Watching Stereo Total live could sometimes feel a little like intruding on some private domestic drama. I remember the last time I saw them, a few years back at a small club in Paris’s 20th arrondissement. The full final third of the show consisted of drummer Françoise Cactus repeatedly announcing their last song and guitarist-keyboardist Brezel Göring repeatedly dragging her back on stage for one more encore.
By that time, Göring and Cactus had been together — both as a group and as a couple — for some two decades, and they had that sense of a lively shared world, patiently built up together, that often characterises the long-term wed. But as an audience member, this was never a world that you felt excluded from: they were always inviting you in, giving you the space to find a way into their often-surreal bundle of private jokes and subtle codes.
So it was with a kind of peculiar sadness that I heard the announcement in February that Françoise Cactus had passed away. ‘We are devastated to announce the passing of our beloved friend,’ the band wrote on social media. ‘She died peacefully at home this morning February 17th, 2021, of cancer. Rest in peace, notre amie! FOREVER 16!’
That sense of mingled exuberance and tender melancholy was evident in the group from their very first album, with its trash-rock covers of Gainsbourg, Bardot, and Salt ‘n’ Pepa, jostling for place with original songs about typing pools and canoodling in the park. Originally hailing from Burgundy and Kassel, respectively, Cactus and Göring both moved to what was then still West Berlin in the late eighties.
They found themselves in Kreuzberg, at the time mostly populated by Turkish immigrants and West German squatters, and bordered on three sides by the Wall. But it was also home to the geniale dilettanten, an informal movement of ‘professional amateurs’ initially brought together by a festival organised by artist Wolfgang Müller of Die Tödliche Doris. Müller, for a brief time, would act as manager for the fledgling Stereo Total and the pair found inspiration in his message of Dadaist absurdity and radical inclusivity (many performers at the original Geniale Dilettanten festival had never even picked up an instrument before).
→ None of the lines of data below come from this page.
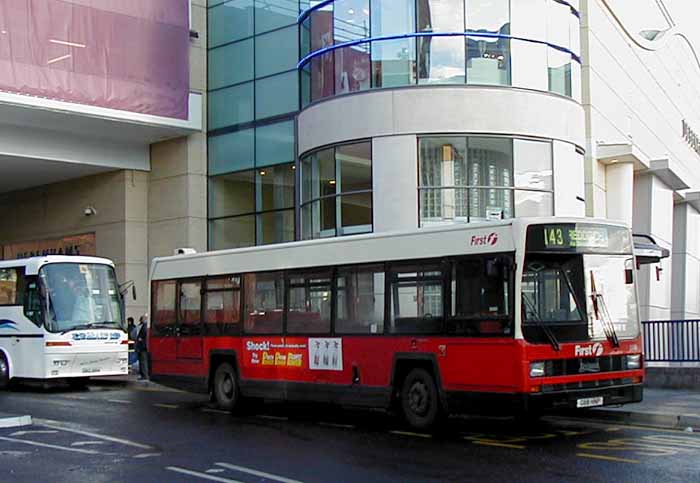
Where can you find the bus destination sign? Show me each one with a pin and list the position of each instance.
(567, 237)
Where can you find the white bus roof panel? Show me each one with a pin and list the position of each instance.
(33, 264)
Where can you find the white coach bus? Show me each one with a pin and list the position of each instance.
(61, 317)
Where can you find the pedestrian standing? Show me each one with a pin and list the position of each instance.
(141, 346)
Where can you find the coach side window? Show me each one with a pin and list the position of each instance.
(481, 298)
(222, 306)
(416, 298)
(164, 307)
(360, 300)
(309, 303)
(11, 286)
(264, 302)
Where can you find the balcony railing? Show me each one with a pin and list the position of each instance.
(672, 340)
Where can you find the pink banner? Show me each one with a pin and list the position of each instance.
(131, 55)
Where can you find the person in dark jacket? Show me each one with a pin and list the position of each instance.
(141, 346)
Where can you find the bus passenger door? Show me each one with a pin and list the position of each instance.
(189, 328)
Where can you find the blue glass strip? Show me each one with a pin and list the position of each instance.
(491, 35)
(302, 16)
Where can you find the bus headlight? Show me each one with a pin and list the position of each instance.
(634, 361)
(536, 369)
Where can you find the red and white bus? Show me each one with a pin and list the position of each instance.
(515, 316)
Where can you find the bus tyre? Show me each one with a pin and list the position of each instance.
(226, 387)
(419, 399)
(4, 372)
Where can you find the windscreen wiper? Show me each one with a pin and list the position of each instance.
(602, 314)
(540, 323)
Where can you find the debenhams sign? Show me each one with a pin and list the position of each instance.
(691, 137)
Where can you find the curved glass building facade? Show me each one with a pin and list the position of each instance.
(356, 45)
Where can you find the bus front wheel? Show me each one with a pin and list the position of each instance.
(419, 399)
(226, 387)
(4, 372)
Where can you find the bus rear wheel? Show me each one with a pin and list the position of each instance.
(419, 400)
(4, 372)
(225, 388)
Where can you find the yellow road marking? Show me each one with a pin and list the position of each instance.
(606, 458)
(408, 433)
(499, 445)
(166, 406)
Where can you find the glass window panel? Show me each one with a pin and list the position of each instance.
(309, 303)
(533, 203)
(441, 60)
(324, 172)
(190, 306)
(275, 143)
(480, 297)
(356, 213)
(351, 20)
(164, 305)
(360, 300)
(9, 288)
(416, 299)
(322, 76)
(230, 64)
(559, 24)
(440, 206)
(231, 152)
(442, 161)
(393, 17)
(232, 232)
(490, 161)
(276, 95)
(276, 227)
(276, 52)
(352, 69)
(272, 14)
(490, 204)
(321, 27)
(231, 106)
(440, 15)
(264, 303)
(275, 187)
(488, 59)
(533, 164)
(222, 312)
(232, 194)
(559, 67)
(355, 163)
(394, 63)
(230, 21)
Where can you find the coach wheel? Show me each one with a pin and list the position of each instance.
(4, 372)
(226, 387)
(419, 399)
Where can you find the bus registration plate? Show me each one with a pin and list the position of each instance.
(589, 402)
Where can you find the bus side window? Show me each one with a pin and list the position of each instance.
(11, 286)
(416, 298)
(360, 300)
(480, 296)
(164, 308)
(32, 301)
(264, 302)
(222, 306)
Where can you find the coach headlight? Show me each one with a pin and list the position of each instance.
(537, 369)
(634, 361)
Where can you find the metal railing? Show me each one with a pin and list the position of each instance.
(671, 340)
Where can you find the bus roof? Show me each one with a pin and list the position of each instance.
(475, 238)
(33, 264)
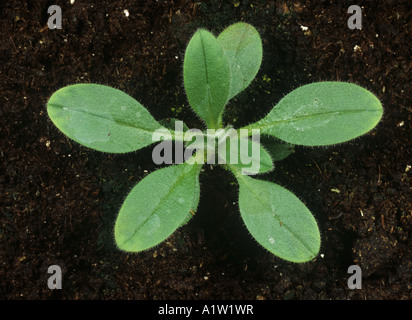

Over subsequent years, Stereo Total would be often critical observers of the transformation of their home turf from a scuzzy enclave at the very edge of the Western world into a playground for globe-trotting hipsters. But they remained faithful to its surviving institutions, organising a benefit for the Georg-von-Rauch-Haus, a former squat turned alternative cultural centre named after one of the radical student movement leaders of ’68, after it was attacked in an arson attack in 2011.
In the liner notes to their best-of compilation of 2015, Stereo Total would trace the origins of the group to the period immediately after the Wall came down. ‘1992 — in the former eastern part of Berlin there were huge containers for trash everywhere,’ they wrote, ‘people were throwing away everything that reminded them of their former life in the GDR: records, books, clothes, furniture . . . That gave us the idea to be musically inspired by the “throw-away-society”.’
Before they had any songs, they had a manifesto: a set of strictly defined rules which banned the use of any instrument costing more than fifty Deutschmarks, eschewed major record labels and all forms of virtuosity, and endorsed the use of all languages, apart from English.
Though the band would cheerfully admit that all these rules have been broken at one time or other, they nonetheless prove a reliable rough guide to their modus operandi over the succeeding decades. There have been Stereo Total lyrics in French, German, Spanish, Turkish, and Japanese. They remained, to the very end, sharply at odds with any prevailing trends.
And yet in their dumpster-diving approach to music history, their encomiums to and appropriations from yé-yé, easy listening, Yoko Ono, and Wendy Carlos, they anticipated many of the obsessions of latter day ‘hauntologists’ like Broadcast and Ghost Box. On stage, their songs teetered on the brink of collapse (their drums and guitars, likewise), seemingly borne to their conclusions by sheer enthusiasm alone. Their peculiar brand of anarchism was rarely confrontational, always welcoming. Every cheap guitar sound seemed to hold out the promise: you, too, could do this. Every scrappy, skeletal arrangement invited the listener to fill in the gaps with their own imaginations. There is, in this feeling of something raw and unfinished, a glimmer of that utopian potential once perceived by Ernst Bloch. ‘Art is not at all a totality,’ insisted Bloch in The Spirit of Utopia; instead, it must remain open and in process, bearing candidly the mark of its unvarnished possibility.